Everyone’s been there. You’re having an innocent conversation over yeasted, ring-shaped hunks of bread when someone inevitably asks the question: “So, how does it compare to a New York bagel?”

We never really know how to answer, because even though we’ve had plenty of good bagels in NYC, we’re not really sure what turns a New York bagel into A New York Bagel (it’s not the water, no matter what your uncle in Brooklyn says). And unless they’re either a chemist or a chef - or both - the person asking you the question certainly doesn’t know, either.

So we’re not going to compare Maury’s to a New York bagel, because we don’t care how it stands up to some New Yorker’s favorite Tompkins Square sesame-lox whatever. All we know is this Silver Lake spot bakes damn good bagels, smears them with just the right amount of cream cheese, loads them with excellent smoked fish, and breaks a few rules in the process.
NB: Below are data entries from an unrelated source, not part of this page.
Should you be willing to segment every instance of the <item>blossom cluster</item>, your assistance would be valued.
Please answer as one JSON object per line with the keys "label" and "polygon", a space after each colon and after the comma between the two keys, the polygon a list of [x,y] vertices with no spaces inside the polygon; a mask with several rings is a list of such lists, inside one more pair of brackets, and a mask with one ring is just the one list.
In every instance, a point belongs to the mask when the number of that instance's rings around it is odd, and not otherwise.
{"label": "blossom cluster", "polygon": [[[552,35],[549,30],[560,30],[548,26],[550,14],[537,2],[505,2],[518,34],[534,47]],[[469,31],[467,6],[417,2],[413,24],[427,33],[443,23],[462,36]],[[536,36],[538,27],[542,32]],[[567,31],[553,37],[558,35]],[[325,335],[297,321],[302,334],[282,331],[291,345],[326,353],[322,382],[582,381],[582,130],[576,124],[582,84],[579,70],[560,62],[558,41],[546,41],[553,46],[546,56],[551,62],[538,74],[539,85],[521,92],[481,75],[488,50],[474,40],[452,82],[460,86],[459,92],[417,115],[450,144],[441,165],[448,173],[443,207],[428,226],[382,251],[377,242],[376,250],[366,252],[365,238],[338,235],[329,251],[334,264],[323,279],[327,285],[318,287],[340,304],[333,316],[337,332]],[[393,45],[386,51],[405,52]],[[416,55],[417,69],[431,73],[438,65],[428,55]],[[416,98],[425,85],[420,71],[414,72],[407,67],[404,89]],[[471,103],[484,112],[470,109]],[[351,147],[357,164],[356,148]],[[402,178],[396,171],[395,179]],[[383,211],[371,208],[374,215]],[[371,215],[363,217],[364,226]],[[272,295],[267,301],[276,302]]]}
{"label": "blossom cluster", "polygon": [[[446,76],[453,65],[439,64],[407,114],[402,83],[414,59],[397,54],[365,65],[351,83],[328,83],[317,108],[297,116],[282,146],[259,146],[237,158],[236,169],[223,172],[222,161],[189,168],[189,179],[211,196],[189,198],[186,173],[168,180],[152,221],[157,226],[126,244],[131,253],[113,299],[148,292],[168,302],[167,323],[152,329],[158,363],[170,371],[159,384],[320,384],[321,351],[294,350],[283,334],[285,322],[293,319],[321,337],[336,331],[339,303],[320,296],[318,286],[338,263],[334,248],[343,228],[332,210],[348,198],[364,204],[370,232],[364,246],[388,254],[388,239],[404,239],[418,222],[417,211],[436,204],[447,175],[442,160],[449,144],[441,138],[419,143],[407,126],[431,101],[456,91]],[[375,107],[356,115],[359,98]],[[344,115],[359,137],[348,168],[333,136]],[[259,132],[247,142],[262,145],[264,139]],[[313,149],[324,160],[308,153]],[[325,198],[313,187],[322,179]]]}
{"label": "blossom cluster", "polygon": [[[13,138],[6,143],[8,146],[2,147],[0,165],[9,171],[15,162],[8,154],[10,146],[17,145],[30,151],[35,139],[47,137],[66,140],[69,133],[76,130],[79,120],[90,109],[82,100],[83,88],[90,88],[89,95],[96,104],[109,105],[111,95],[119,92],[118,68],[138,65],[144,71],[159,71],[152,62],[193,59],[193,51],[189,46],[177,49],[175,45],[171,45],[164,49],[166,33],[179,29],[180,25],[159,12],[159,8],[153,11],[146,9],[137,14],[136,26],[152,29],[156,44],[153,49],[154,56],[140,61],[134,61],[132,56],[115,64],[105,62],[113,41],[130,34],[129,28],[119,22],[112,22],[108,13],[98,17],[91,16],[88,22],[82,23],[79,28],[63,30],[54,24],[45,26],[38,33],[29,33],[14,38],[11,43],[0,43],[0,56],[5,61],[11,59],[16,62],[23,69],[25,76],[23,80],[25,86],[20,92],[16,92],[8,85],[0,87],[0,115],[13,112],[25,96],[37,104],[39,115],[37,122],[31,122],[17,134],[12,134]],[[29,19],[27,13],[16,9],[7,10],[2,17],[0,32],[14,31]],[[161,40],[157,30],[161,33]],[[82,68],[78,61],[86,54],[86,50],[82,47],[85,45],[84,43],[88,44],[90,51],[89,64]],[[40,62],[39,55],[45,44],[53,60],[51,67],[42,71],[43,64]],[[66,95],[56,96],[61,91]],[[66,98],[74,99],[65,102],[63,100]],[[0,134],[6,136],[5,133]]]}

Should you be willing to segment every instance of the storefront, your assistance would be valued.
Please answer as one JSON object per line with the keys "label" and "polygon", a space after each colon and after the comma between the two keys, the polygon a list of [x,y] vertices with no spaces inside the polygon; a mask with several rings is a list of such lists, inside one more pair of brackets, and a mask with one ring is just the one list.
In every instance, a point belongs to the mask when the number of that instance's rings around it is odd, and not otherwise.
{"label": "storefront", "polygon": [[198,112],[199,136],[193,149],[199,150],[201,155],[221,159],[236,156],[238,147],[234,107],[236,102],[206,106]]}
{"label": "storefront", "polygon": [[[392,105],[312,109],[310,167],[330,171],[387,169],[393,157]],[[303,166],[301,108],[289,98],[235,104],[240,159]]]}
Located on a residential street in Silver Lake you probably don’t know exists unless you live on it, Maury’s is a tiny, predominantly takeout spot. The menu here is limited - usually seven different sandwich and open-faced options, most of them involving fish. But, just like how Quentin Tarantino says he’s only going to make ten movies, we don’t mind the limited quantity when the quality is so high. The bagels are soft and chewy, but not so springy that you’re going to sprain your jaw - they still crunch a bit when you bite into them. The Everything and the garlic bagels are our favorites, but you can’t really go wrong with any of them... and no matter which you order, it’ll still be warm when it’s handed over. Maury’s doesn’t toast their bagels (unless you ask for it), they just churn them out at an incredible pace.

Jakob Layman

And though the bagels are great, the real star of the show is the fantastic fish. The sable is among our favorites - the buttery black cod is perfect with cream cheese, and offset by the pickled red onions and tomatoes - and the kippered salmon is also excellent. And they have a special that is almost undoubtedly the most expensive bagel in Los Angeles - The Mori, which is $22 and piled high with lox, dill, cucumber, and wasabi tobiko (flying fish roe). A bagel that costs this much might seem like a gimmick, but this is a distinctly great breakfast dish, and we highly recommend getting it at least once.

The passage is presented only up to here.